Hi Arnied,
Its always easier if you have someone who knows what their doing to show you how.
What kind of suit have you got? Neoprene, compressed neoprene or tri-laminate (shell suit).
Cuff or auto shoulder dump?
One of the first things you need to do is sort out how much ballast weight you need.
You need a diver assistant.
In the UK we use 50 bar as the safety reserve and plan to arrive on the surface with that amount. You have a simular reserve but you express it in psi.
Fully kitted up with a your single or twins tanks on safety reserve, establish what weight you need to sink on exhale, advice is find the minimum and add 4lb. Be sure you are in an upright position and fully empty your suit and bcd of air. N.B. salt water is more buoyant than fresh. If in future you increase your underclothing or change tank size you may have to adjust your ballast. I think a thick pullover for a large man is about 4lb extra buoyancy. The same size tanks does not always weigh the same.
Everyone warns about foot inversion getting loaded with air in your feet and on the surface being unable to right one-self.
Get in a swimming pool fully kitted up with an assistant standing by, grab the ladder in the deep end and with your head down fill your boots then floating feet first let go and learn to right yourself.
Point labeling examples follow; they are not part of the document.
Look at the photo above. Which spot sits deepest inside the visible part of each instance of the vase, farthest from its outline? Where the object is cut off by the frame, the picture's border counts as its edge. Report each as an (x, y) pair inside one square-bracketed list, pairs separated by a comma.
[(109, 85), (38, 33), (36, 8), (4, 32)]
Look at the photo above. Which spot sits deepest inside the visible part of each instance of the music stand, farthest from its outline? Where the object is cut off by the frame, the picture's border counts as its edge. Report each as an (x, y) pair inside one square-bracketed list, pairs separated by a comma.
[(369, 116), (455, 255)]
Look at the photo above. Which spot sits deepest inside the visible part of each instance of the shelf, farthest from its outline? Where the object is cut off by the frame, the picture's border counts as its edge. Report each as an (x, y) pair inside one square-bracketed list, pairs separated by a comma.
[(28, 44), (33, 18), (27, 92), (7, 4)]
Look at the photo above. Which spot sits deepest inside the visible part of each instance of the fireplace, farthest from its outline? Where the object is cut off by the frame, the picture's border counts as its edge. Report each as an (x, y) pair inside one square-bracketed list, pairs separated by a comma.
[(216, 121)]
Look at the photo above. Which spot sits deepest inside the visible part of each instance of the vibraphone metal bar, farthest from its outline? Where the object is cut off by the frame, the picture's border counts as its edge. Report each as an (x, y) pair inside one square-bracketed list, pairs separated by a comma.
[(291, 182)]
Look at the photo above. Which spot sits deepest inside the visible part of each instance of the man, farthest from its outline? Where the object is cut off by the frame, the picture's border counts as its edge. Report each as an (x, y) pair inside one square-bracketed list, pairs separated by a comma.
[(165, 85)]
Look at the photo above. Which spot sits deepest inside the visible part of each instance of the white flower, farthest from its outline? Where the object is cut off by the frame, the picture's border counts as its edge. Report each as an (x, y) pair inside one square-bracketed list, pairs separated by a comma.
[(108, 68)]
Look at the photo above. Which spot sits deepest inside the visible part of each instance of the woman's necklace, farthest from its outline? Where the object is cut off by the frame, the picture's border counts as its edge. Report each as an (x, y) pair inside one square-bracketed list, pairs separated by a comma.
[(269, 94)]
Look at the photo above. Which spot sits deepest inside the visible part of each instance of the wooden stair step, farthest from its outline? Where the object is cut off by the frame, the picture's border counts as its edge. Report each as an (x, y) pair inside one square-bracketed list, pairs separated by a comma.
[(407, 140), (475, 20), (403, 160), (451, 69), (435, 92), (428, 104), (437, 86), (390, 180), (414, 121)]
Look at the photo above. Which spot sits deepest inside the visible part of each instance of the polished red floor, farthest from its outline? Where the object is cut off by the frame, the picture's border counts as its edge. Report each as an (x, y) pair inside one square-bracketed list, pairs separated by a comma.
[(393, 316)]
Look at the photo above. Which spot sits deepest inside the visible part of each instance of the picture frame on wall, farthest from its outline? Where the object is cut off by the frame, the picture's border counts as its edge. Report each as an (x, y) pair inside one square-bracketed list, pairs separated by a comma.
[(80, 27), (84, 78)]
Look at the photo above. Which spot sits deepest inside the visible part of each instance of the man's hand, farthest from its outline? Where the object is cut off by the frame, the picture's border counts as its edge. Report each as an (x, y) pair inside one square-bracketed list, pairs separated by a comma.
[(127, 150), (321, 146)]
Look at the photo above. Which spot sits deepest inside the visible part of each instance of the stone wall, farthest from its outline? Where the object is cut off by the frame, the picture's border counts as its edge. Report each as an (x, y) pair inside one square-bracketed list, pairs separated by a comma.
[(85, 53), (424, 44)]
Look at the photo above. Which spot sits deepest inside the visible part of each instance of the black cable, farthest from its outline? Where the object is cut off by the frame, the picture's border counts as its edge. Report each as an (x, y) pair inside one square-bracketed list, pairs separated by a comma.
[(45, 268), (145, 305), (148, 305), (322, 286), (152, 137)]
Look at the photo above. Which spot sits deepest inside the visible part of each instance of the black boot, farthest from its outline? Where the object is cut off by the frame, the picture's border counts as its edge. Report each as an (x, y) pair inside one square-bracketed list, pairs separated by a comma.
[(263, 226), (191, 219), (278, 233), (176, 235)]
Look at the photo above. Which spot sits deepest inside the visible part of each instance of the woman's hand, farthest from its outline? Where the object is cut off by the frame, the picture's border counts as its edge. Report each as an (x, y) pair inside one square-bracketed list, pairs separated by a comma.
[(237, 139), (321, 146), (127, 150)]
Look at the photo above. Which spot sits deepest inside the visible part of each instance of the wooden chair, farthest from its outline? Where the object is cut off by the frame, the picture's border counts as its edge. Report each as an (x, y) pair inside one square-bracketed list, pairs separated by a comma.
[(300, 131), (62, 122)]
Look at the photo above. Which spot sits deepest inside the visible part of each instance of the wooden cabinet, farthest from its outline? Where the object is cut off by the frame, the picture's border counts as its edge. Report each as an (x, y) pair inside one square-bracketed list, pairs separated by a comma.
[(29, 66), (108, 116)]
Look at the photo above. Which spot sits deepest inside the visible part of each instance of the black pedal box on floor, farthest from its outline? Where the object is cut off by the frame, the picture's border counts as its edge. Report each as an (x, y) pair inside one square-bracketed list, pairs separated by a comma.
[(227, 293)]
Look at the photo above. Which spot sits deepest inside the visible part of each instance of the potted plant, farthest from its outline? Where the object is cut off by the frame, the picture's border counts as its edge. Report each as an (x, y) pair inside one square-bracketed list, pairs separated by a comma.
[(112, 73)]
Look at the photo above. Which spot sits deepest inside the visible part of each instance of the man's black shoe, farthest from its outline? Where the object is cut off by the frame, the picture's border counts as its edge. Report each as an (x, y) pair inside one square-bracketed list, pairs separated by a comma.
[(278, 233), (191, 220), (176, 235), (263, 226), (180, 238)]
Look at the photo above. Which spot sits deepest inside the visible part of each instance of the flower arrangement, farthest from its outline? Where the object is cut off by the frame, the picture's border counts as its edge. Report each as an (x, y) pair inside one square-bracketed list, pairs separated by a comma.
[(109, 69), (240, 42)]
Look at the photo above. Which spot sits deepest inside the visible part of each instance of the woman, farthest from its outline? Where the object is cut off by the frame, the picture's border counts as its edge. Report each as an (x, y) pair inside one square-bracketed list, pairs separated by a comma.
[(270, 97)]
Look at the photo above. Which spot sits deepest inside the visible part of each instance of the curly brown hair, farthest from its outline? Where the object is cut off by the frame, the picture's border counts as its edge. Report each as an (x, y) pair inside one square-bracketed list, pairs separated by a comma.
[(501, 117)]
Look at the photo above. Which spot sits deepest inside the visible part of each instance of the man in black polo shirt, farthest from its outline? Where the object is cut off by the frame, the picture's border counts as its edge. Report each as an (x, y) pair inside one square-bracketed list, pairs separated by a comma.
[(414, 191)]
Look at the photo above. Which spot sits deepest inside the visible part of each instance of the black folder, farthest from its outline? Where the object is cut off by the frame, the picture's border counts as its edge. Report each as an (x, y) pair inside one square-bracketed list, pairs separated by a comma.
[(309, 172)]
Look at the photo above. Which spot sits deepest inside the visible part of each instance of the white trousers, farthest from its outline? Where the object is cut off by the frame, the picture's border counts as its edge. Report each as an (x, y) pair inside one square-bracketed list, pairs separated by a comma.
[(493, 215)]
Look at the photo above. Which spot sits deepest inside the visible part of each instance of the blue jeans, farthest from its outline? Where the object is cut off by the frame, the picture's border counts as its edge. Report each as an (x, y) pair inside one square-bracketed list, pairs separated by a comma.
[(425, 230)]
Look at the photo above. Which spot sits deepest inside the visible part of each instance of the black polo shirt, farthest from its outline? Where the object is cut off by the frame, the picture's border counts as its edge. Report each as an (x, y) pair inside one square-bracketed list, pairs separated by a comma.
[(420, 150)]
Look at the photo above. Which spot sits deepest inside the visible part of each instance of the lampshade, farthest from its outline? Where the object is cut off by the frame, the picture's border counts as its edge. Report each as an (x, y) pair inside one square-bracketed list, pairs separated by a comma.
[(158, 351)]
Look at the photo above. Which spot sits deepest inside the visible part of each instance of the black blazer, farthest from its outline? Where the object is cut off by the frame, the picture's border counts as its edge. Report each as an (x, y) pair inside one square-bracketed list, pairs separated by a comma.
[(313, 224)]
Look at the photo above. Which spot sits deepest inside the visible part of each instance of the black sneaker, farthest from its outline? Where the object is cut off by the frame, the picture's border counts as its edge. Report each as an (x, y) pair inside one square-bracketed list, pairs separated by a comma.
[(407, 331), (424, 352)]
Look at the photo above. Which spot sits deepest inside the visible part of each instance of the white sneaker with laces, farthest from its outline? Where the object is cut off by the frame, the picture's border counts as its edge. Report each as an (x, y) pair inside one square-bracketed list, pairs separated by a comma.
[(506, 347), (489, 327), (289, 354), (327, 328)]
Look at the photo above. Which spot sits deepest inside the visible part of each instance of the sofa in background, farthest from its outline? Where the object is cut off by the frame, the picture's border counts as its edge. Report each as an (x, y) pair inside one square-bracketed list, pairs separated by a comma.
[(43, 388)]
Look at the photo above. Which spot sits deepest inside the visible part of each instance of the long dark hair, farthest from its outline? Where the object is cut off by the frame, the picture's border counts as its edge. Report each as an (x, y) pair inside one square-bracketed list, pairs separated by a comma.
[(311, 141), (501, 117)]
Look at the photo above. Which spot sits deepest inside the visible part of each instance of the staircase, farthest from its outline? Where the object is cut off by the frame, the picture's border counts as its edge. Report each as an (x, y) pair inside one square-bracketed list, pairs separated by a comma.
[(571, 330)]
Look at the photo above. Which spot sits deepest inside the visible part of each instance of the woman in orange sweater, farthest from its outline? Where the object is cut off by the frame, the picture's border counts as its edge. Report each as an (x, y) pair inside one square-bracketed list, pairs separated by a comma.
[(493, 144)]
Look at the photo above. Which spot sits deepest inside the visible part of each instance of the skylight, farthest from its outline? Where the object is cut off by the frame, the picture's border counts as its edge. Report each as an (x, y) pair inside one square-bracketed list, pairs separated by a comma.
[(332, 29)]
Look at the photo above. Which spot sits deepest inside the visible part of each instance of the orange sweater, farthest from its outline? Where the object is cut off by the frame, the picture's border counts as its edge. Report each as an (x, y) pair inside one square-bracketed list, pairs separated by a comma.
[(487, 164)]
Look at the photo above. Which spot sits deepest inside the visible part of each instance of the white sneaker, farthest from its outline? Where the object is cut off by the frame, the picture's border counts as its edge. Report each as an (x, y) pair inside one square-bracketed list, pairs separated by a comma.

You will probably struggle and may need assistance the first couple of times, but you will get it right.
The squeeze from compressed neoprene suits can give you large hicky type burns if you don't work some air into the legs even on shallow dives to 6m.
Shell suits are more forgiving and you don't need so much to offset squeeze.
Most club divers over here dive with single tanks and don't practice as much as they should, so they are advised to use only the suit when underwater to control their buoyancy, that way there is only one control to bother with. Some experienced dry suit divers, just put enough air in the suit to avoid squeeze and control buoyancy with the bcd, ascending from a deep dive they have to dump from two places, its not a problem.
If you have a shoulder auto dump, open it fully at the beginning of the dive and leave it open. Though its supposed to be automatic you will need to raise your shoulder to dump air if you swim in a horizontal trim. Cuff dump is pretty simple lift your arm.
The rest of the game is about retaining neutral buoyancy, its comes with practice. Add air slowly a touch at a time and pause, dump air early, a little at a time.
A sticking inflation valve can happen to anyone. If it happens to you, open your neck seal and disconnect your inflator hose fast.
A flooded dry suit may be cold but water weighs nothing in water.
Harry Rat
has some good articles and exercises for building up good buoyancy control. Take it easy, dive with a buddy and give yourself chance to get plenty of shallow dives practice, at least the first 4 dives 6 to 10m max depth, next 6 max depth 20m. Most of us here do 25 to 35 non deco dives max depth 20m to get used to a dry suit before doing more adventurous diving.